La présidente de la Commission européenne Ursula von der Leyen a à son tour appelé lundi à la libération de l'opposant russe Alexei Navalny, arrêté par les autorités à son arrivée dimanche à Moscou. "Je condamne l'arrestation d'Alexei Navalny hier par les autorités russes, à son retour en Russie. Les autorités russes doivent le libérer immédiatement et assurer sa sécurité", a affirmé la cheffe de l'exécutif européen dans un communiqué.

Mme von der Leyen souligne que la détention d'opposants politiques va à l'encontre des engagements internationaux de la Russie. "Nous continuons aussi d'attendre une enquête approfondie et indépendante sur l'attaque portée contre la vie d'Alexei Navalny", ajoute-t-elle en référence à l'empoisonnement dont ce dernier a été victime, et qui lui a valu une longue convalescence en Allemagne.

Critiques

Alexei Navalny accuse le président russe Vladimir Poutine d'avoir ordonné cet empoisonnement auquel il a survécu. Son arrestation dimanche a été vivement dénoncée, notamment par le chef de la diplomatie européenne Josep Borrell, le président du Conseil européen Charles Michel et le président du Parlement européen David Sassoli.

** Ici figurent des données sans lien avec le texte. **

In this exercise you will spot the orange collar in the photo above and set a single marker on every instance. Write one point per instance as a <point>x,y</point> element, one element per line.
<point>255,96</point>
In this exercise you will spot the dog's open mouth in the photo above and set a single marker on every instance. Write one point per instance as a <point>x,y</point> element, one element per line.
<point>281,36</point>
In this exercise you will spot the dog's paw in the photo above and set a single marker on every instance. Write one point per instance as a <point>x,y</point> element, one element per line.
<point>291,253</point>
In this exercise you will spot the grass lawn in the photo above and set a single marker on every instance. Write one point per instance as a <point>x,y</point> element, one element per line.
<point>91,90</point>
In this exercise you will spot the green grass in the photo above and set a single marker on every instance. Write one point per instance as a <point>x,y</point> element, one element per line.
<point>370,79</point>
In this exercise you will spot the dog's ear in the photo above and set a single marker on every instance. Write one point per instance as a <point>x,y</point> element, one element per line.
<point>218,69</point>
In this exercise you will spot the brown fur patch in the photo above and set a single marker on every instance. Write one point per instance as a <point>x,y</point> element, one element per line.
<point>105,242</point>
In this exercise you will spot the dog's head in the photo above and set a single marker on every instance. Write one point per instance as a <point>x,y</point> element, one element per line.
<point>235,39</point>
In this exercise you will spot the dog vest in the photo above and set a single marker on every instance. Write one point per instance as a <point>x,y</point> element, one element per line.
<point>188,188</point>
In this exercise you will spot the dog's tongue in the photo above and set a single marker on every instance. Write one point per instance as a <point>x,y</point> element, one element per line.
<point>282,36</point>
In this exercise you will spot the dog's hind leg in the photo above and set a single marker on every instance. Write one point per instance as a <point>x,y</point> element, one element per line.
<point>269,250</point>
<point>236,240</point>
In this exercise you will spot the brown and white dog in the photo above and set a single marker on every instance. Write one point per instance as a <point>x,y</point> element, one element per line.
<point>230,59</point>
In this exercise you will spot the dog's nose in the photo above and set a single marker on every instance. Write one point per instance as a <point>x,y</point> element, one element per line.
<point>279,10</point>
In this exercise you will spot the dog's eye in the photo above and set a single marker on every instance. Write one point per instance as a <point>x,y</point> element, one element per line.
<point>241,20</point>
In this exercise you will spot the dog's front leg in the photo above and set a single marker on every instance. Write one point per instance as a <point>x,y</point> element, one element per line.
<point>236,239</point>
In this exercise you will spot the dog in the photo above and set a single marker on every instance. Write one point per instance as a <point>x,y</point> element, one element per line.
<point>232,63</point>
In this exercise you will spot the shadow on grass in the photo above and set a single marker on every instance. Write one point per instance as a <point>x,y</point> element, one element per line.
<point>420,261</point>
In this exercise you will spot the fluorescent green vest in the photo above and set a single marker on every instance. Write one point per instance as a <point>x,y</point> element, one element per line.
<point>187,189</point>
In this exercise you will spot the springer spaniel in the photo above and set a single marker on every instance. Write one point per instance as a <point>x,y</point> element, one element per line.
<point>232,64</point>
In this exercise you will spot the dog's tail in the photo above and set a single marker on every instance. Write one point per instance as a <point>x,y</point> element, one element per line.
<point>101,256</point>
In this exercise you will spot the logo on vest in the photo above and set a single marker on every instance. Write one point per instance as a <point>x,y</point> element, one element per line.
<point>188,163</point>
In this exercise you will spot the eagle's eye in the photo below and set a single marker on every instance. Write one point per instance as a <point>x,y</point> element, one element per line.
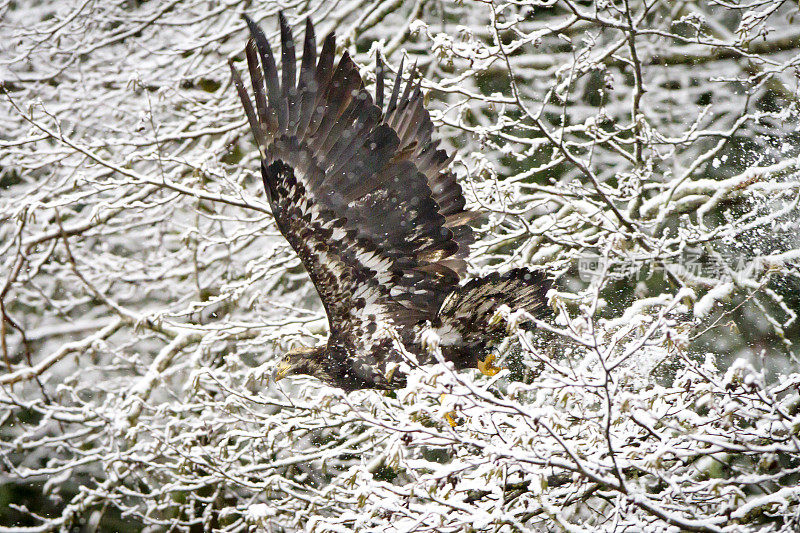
<point>297,361</point>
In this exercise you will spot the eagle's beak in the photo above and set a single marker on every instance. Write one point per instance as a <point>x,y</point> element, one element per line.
<point>282,370</point>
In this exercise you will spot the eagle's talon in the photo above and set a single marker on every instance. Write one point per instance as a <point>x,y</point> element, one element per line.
<point>487,367</point>
<point>450,420</point>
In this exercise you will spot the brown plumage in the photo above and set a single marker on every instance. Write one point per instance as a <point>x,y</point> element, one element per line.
<point>364,196</point>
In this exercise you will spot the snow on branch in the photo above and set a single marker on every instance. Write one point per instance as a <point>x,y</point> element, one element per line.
<point>646,155</point>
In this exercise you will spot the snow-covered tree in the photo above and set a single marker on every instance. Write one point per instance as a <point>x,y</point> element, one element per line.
<point>646,153</point>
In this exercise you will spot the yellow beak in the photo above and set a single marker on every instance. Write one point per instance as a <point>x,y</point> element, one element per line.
<point>282,370</point>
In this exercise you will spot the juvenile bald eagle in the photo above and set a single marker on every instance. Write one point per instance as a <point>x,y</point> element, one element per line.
<point>364,196</point>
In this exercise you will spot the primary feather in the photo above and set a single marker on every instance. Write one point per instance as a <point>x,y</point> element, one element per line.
<point>364,196</point>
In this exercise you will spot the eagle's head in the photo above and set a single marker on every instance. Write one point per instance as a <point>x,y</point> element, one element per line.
<point>333,365</point>
<point>302,360</point>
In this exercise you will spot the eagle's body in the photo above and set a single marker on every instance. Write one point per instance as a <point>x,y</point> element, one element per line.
<point>364,197</point>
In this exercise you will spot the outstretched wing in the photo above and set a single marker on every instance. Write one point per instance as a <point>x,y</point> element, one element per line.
<point>360,194</point>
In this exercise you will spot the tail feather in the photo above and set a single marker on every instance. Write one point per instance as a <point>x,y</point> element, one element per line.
<point>473,305</point>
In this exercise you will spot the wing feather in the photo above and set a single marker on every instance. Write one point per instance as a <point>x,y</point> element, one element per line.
<point>360,193</point>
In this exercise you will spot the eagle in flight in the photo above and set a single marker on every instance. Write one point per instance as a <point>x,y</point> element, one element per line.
<point>364,196</point>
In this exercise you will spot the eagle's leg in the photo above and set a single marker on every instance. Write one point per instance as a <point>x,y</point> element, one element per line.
<point>487,367</point>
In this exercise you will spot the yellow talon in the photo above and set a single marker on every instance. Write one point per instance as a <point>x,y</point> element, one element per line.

Le Parlement européen s'est joint aux critiques, via une déclaration du président de sa Commission des affaires étrangères, David McAllister, et du rapporteur de l'assemblée sur la Russie, Andrius Kubilius. "L'arrestation de M. Navalny et ses conditions contreviennent clairement à la législation internationale et à la Constitution russe", observent-ils. Ils évoquent le fait qu'elle était basée sur un jugement invalidé par la Cour européenne des droits de l'homme, et sur des obligations qu'il n'aurait pas respectées, alors même qu'il en était incapable car en convalescence en Allemagne. Ils pointent aussi le refus de le laisser voir son avocat.

Détériorer les relations déjà tendues entre l'Union européenne et la Russie

L'évènement est en tout cas de nature "à détériorer les relations déjà tendues entre l'Union européenne et la Russie", mettent-ils en garde. Le chef de la diplomatie russe, Sergueï Lavrov, a rejeté les critiques lundi, estimant que les Occidentaux cherchaient en s'en prenant à la Russie "à détourner l'attention de la profonde crise qui mine le modèle de développement libéral".

Charismatique militant anti-corruption et ennemi juré du Kremlin, M. Navalny, 44 ans, a été, selon des laboratoires occidentaux, empoisonné en août par un agent innervant de type Novitchok, substance développée à des fins militaires à l'époque soviétique. Dimanche, l'opposant est rentré dans la capitale russe et a été interpellé dès son arrivée, le FSIN, le service pénitencier russe, lui reprochant d'avoir violé des mesures de contrôle judiciaire pendant qu'il était soigné à l'étranger.

Plusieurs pays de l'UE envisagent d'ores et déjà des sanctions. "Si Navalny n'est pas libéré, nous devons envisager l'imposition de mesures restrictives en réponse à cet acte", a plaidé le chef de la diplomatie de la Lettonie Edgars Rinkevics. Sa demande est soutenue par l'Estonie et la Lituanie.

"Les discussions vont bon train entre les Etats membres", a confirmé le porte-parole de Josep Borrell. Il a rappelé que l'adoption de nouvelles sanctions nécessitait l'unanimité des Etats membres de l'UE.

Le sujet devrait être inscrit à l'ordre du jour de la réunion des ministres des Affaires étrangères de l'UE prévue le 25 janvier. Il pourrait aussi être évoqué au sommet des Vingt-sept prévu ce jeudi par visioconférence.